The Federal Deposit Insurance Corporation (FDIC) published a recent survey. The survey explored long-term trends in the banking and non-banking financial services space. Between 2011 and 2021, the percentage of people who were unbanked fell 3.7 percentage points to 4.5%. This is roughly 5.9 million U.S. households. The unbanked are those who don’t have a bank account.
What’s more, the FDIC report found that “check cashing use fell from 7.9% in 2011 to 3.2% in 2021, while money order use fell from 18.8% to 9.7%.”

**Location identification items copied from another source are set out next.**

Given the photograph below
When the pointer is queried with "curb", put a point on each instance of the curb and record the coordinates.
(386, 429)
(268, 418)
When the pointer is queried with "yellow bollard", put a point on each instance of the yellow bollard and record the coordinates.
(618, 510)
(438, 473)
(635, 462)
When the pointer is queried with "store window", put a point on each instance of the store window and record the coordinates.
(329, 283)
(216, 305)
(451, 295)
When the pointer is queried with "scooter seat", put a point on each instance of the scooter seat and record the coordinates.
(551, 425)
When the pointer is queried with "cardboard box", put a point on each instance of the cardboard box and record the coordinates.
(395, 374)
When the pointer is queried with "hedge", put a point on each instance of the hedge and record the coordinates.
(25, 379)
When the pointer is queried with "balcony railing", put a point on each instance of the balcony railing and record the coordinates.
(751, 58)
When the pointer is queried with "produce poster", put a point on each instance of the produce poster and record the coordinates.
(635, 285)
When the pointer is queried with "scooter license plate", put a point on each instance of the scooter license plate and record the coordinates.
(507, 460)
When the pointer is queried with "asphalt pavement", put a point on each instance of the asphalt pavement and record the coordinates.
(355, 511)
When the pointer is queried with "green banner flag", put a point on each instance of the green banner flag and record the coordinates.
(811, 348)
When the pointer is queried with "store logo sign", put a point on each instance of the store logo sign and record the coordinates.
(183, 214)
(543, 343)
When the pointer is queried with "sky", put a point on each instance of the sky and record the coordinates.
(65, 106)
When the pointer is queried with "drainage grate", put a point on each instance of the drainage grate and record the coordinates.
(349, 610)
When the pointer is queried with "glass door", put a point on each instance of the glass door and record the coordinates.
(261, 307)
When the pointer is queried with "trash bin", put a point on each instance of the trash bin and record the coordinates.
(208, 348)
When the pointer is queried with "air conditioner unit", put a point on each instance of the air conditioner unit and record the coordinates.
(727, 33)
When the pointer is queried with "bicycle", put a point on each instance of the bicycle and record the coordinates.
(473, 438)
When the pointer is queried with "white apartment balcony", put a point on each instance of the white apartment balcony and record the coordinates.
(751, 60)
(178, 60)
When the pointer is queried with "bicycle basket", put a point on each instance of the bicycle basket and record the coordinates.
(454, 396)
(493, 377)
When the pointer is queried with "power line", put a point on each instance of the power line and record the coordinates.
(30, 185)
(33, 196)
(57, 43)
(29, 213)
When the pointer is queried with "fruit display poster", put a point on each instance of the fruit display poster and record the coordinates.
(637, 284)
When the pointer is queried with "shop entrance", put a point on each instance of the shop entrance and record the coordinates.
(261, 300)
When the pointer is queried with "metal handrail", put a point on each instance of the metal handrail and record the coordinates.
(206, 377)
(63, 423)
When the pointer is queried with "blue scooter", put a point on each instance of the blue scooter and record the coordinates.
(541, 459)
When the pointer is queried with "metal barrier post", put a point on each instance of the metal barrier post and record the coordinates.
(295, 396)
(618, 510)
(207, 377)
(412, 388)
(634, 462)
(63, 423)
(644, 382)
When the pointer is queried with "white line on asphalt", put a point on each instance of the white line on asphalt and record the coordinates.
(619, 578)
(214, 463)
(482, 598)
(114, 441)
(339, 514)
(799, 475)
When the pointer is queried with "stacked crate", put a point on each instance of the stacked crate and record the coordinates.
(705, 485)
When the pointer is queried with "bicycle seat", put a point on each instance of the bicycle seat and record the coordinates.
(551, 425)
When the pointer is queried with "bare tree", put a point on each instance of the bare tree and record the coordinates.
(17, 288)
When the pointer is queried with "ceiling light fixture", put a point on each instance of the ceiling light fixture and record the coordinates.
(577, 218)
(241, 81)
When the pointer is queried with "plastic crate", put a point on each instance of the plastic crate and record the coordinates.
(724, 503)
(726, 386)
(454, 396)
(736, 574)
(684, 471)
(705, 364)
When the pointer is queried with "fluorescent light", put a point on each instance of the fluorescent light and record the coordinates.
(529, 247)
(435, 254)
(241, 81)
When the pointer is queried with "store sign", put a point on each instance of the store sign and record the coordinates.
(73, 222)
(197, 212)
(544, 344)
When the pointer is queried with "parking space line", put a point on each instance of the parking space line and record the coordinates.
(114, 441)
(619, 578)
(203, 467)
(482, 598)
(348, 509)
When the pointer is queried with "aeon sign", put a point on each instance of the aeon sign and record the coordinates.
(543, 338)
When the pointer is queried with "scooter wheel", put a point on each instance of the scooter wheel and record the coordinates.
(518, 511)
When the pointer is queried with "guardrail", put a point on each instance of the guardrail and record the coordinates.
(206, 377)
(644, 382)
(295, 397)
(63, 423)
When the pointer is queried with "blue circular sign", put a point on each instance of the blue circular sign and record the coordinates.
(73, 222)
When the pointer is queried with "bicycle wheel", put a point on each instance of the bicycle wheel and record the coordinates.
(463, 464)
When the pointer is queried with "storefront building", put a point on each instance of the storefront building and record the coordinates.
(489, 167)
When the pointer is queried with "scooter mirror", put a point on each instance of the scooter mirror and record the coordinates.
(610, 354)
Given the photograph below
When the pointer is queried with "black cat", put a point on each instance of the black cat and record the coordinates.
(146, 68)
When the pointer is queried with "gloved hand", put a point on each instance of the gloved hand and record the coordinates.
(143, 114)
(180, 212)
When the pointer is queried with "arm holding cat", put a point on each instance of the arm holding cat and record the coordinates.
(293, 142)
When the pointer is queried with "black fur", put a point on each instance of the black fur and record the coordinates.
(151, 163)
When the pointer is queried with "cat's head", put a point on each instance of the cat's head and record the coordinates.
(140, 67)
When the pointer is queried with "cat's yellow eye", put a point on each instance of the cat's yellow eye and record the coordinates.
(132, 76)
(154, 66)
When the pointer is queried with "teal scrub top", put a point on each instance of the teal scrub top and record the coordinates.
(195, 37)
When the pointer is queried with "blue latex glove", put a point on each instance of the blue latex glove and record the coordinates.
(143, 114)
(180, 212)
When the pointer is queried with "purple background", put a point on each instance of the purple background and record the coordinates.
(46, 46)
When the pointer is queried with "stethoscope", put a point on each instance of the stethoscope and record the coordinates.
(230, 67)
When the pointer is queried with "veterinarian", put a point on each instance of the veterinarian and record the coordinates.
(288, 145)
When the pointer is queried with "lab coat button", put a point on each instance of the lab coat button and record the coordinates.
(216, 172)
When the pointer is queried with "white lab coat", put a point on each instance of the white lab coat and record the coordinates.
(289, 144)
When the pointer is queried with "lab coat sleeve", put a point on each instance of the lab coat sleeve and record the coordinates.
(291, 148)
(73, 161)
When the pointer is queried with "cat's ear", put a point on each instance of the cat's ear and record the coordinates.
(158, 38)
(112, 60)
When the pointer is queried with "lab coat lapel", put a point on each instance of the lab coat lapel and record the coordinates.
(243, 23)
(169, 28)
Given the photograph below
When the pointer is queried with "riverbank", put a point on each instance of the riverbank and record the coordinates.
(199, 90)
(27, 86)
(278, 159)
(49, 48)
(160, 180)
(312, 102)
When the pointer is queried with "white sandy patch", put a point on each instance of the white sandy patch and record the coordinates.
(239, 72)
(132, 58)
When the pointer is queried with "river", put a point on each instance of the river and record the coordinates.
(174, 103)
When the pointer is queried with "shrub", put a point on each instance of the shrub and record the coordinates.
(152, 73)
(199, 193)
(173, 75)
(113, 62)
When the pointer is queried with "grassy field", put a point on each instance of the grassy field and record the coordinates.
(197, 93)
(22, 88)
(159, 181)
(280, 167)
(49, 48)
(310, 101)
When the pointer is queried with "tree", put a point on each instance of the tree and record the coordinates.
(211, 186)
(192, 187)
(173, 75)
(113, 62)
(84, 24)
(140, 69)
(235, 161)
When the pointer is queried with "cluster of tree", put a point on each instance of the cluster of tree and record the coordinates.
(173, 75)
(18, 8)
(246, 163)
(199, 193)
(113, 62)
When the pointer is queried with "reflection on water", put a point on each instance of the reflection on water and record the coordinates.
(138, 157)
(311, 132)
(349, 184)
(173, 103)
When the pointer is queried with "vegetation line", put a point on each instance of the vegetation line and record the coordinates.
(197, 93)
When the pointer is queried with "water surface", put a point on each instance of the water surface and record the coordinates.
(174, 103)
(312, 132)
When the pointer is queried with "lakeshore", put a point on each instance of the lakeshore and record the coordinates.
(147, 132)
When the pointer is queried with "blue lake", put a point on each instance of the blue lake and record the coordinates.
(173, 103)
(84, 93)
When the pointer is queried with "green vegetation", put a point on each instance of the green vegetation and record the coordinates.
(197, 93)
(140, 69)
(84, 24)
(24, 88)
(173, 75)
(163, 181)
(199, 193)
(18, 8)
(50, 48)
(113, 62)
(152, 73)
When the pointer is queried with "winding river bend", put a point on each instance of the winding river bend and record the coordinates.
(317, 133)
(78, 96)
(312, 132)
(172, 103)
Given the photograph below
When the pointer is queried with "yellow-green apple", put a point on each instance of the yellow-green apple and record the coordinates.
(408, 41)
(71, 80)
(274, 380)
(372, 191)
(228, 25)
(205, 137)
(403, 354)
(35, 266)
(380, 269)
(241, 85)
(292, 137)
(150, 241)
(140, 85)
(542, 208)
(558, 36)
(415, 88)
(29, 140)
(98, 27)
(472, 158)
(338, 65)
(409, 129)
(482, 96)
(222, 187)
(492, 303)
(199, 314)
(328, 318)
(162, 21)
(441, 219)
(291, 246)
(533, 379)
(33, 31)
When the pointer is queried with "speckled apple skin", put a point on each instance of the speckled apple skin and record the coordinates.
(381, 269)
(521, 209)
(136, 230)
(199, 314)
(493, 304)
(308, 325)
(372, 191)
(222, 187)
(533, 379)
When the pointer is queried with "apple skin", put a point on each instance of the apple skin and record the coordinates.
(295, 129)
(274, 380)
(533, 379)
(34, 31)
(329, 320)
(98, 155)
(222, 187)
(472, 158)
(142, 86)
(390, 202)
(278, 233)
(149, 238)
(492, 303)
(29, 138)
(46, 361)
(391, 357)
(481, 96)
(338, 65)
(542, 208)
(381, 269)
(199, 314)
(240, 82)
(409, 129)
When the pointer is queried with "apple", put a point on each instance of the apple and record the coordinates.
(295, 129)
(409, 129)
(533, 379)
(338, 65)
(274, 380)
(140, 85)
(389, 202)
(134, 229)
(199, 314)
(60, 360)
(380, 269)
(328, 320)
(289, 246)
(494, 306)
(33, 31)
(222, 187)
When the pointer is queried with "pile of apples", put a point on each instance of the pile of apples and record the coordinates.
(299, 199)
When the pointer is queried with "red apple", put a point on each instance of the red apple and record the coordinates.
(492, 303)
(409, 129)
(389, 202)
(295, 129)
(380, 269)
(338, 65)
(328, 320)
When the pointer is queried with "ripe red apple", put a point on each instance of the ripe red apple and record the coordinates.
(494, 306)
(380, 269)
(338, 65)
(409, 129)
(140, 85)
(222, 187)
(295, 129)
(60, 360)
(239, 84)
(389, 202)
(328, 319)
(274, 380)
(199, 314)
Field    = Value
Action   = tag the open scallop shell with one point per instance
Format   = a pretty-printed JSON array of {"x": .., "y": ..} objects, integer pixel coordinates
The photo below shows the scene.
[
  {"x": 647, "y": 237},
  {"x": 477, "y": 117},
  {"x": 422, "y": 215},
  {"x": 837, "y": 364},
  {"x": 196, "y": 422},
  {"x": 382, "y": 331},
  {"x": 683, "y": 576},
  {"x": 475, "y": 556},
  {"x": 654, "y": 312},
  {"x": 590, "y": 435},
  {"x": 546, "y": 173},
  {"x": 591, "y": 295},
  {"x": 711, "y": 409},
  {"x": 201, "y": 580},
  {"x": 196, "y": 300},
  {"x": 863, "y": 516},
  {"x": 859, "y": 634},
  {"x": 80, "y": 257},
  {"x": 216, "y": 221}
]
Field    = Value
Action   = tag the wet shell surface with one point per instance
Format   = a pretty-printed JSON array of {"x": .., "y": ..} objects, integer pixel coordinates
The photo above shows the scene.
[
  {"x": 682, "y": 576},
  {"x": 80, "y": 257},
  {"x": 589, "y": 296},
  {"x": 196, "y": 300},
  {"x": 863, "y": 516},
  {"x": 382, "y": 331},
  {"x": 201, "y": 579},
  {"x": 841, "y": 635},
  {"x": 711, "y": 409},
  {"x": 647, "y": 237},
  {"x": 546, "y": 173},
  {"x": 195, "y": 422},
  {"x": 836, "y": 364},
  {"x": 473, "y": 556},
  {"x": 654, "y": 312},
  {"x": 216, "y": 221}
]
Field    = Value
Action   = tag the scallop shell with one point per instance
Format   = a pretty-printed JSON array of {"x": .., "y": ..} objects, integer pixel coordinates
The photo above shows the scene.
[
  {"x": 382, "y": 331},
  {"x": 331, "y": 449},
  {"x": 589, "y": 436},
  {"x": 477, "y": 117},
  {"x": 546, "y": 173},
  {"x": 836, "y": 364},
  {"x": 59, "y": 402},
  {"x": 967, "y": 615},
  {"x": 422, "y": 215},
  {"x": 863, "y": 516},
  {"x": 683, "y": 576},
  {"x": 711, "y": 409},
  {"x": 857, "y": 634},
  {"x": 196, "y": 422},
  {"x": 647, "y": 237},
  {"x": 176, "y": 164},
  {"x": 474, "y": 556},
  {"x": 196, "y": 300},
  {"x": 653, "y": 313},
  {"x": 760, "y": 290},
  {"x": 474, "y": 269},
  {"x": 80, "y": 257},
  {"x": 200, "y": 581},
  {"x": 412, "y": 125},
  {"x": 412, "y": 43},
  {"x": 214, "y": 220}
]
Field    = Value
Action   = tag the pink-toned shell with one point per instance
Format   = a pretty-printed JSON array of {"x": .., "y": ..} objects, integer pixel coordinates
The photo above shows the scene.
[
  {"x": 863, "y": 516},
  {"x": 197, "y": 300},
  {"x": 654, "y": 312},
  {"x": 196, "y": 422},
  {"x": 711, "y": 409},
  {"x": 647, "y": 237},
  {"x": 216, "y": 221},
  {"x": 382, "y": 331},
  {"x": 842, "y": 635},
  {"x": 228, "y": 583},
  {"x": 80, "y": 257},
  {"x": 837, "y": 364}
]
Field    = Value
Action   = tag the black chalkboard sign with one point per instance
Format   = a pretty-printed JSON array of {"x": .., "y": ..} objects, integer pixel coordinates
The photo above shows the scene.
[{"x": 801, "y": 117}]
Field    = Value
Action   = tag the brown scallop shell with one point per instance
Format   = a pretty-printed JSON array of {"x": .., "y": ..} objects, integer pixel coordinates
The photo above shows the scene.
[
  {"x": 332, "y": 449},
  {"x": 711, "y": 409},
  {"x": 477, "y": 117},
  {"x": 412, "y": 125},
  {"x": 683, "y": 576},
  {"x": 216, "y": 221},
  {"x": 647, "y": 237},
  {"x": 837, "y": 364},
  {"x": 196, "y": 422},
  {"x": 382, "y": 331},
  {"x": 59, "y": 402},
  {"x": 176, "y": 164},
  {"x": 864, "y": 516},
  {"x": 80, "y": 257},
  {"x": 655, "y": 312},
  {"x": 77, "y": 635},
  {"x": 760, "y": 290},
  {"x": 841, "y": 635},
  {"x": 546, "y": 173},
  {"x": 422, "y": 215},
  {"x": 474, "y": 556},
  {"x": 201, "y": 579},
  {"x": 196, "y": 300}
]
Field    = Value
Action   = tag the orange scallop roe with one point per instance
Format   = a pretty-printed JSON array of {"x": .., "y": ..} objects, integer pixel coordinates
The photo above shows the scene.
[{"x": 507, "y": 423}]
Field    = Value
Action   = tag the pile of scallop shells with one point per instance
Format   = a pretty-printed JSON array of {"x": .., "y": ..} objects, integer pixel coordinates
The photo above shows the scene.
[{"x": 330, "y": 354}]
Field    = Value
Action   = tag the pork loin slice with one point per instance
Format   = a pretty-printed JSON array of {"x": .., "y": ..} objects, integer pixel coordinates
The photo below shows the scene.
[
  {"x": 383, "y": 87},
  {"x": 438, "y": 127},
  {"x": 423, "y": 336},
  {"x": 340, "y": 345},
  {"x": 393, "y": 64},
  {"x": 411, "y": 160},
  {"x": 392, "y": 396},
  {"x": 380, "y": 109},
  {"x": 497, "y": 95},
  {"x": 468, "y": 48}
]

We’ve previously covered how the number of unbanked people has declined over time. Some people are turning to fintech solutions, instead of banking solutions. In fact, one PaymentsJournal article discussed how some mom-and-pop bodegas are turning into “fintech hubs,” to help support their customers.
Sophia Gonzalez, Research Analyst of Debit at Mercator Advisory Group, recently wrote an article about Earned Wage Access (EWA), which allows employees receive earnings before payday, and can therefore be a substitute for payday loans.
“With the availability of EWA, people are preferring that over payday loans,” she said. “These solutions may make it possible for people to have a daily paycheck, instead of biweekly or monthly. The solutions also come from companies themselves, instead of banks, following the payments trend where much of the innovation is being done outside of traditional financial institutions.”